Not for the first time, the government is headed for a clash with organised Christianity, in the form of the Catholic Church primarily, but well supported by Anglicanism's most senior figures. The issue is over new legislation that would force catholic adoption agencies to accept same sex couples as adoptive parents. This is legislation intended to iron out discrimination against gay couples.
There will not be wanting people to condemn the churches once more as 'anti-gay', and asking why churches should be exempt from legislation aimed at stamping out discrimination. The problem, of course, is that such this legislation directly interferes with the church's rights to live according to its religious belief system, and to insist that its institutions and agencies do the same.
Tony Blair is apparently keen to accommodate the churches' objections, as is his Communities Secretary Ruth Kelly. But they have been hoist here by their own petard. Mr. Blair's government has been overly keen on legislating just about everything for years, and such a frantic desire to ensure elgislation on every issue is bound to have a comeuppance, quite apart from its negative impact on a liberal society.
The gay adoption legislation is a classic case of a law too far. In seeking to protect the rights of one minority - gay people - it infringes the right of another - Christians. In fact, of course, were the proposed laws to exempt churches they would not be infringing the rights of gay couples; state agencies would still be happy to place children with same-sex couples. The fact that catholic agencies would not do so is simply in keeping with the catholic stance on homosexuality, but does not, in a pluralistic society, impose that stance on other agencies or people. Thus, the catholic right not to place children brought to its agencies with same sex couples does not limit the freedoms of gay couple to seek to be adopted parents through other, non-catholic agencies.
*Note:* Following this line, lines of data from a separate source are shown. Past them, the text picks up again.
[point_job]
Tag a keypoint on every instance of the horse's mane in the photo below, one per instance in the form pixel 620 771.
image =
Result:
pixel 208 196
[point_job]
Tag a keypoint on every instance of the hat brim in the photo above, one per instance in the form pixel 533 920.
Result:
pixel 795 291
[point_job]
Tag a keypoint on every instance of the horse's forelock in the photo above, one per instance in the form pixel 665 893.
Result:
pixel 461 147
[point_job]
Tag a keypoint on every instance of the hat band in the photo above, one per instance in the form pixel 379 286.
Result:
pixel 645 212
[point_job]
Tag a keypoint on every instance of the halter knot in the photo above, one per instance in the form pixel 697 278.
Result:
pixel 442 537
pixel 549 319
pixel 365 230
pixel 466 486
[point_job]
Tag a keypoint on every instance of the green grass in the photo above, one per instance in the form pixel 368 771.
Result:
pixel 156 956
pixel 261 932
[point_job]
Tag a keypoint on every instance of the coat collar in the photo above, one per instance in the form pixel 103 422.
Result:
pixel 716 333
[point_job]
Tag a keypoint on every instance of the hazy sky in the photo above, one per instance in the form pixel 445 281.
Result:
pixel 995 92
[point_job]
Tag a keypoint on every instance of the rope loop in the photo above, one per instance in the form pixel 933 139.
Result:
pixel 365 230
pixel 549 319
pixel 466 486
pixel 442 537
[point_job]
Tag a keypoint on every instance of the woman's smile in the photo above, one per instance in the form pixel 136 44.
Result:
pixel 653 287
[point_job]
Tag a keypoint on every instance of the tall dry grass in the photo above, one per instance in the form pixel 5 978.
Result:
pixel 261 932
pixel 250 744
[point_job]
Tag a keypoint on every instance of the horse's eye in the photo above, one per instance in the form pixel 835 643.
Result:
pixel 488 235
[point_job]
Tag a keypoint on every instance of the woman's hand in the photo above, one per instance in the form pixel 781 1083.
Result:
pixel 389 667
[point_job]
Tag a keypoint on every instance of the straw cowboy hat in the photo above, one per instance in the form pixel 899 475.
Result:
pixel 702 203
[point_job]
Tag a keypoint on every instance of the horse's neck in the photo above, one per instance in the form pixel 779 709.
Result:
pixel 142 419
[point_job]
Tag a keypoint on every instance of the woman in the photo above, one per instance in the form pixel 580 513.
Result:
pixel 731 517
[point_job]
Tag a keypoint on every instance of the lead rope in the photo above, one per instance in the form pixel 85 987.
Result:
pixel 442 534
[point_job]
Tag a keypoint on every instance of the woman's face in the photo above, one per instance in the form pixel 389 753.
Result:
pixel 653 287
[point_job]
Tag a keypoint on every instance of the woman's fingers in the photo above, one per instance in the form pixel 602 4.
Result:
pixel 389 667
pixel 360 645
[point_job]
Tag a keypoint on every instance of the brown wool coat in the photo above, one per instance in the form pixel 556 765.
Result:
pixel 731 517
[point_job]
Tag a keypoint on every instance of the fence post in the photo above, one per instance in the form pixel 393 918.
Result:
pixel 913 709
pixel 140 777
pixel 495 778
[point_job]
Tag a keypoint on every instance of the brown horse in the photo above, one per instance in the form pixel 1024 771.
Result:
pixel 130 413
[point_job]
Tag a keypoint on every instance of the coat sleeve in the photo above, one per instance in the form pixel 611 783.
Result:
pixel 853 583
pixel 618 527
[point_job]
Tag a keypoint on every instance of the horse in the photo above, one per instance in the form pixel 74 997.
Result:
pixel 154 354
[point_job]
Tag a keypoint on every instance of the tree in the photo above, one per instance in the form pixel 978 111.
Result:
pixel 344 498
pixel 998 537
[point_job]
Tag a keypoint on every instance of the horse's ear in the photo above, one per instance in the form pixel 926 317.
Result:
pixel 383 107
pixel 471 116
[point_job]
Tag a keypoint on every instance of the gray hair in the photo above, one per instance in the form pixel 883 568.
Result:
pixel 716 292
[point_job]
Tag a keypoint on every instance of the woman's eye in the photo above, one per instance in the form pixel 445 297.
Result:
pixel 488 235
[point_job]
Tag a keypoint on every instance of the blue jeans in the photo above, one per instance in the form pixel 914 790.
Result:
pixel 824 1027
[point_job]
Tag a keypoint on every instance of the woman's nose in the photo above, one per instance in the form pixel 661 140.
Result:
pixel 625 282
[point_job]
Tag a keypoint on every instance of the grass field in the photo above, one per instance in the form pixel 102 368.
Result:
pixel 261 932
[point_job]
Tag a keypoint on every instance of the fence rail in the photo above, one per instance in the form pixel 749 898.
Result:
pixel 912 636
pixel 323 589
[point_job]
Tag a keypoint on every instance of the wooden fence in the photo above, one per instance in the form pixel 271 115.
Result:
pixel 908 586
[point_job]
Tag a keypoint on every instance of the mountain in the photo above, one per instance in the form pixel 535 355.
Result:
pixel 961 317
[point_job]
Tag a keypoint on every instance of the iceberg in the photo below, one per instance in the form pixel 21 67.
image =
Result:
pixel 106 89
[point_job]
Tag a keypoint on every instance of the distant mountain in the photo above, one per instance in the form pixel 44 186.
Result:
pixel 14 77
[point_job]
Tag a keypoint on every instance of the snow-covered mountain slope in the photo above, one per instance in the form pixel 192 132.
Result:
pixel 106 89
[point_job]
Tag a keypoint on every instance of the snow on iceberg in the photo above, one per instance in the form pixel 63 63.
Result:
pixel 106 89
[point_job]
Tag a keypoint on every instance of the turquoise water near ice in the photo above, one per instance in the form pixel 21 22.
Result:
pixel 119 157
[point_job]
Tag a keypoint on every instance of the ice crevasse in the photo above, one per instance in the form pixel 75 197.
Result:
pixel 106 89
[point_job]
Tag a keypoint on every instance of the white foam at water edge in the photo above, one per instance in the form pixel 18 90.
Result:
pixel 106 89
The proposed law could be seen as another attempt to force the Christian church to accept the secular concerns of the country in which it lives, and is perhaps therefore little different from the position of the early Christians, who suffered persecution if they did not worship the Roman emperor as God. Or it might simply be a cackhanded piece of legislation. Either way, the issue it raises about freedom of religion in a liberal society is a significant one, particularly if we also think back to the Religious Hatred Bill and the attempt to impose quotas on faith schools.
A liberal society cannot pick and choose the groups it wishes to defend, and should keep in mind the key test of whose liberties might be infringed by its legislation.
For the churches, there is a problem of perception. If it is to avoid the perception of simply being beastly to gays, it must be clearer and broader about its teaching - that whilst it regards homosexuality, along with a host of other personal predilections and behaviour, as sinful, it seeks to love the sinners. The Christian gospel presents a way of living for Christians, and teaches it as an appropriate way to conduct everyone's lives, but it does not seek to impose this on everyone, and nor should it be seen to do so.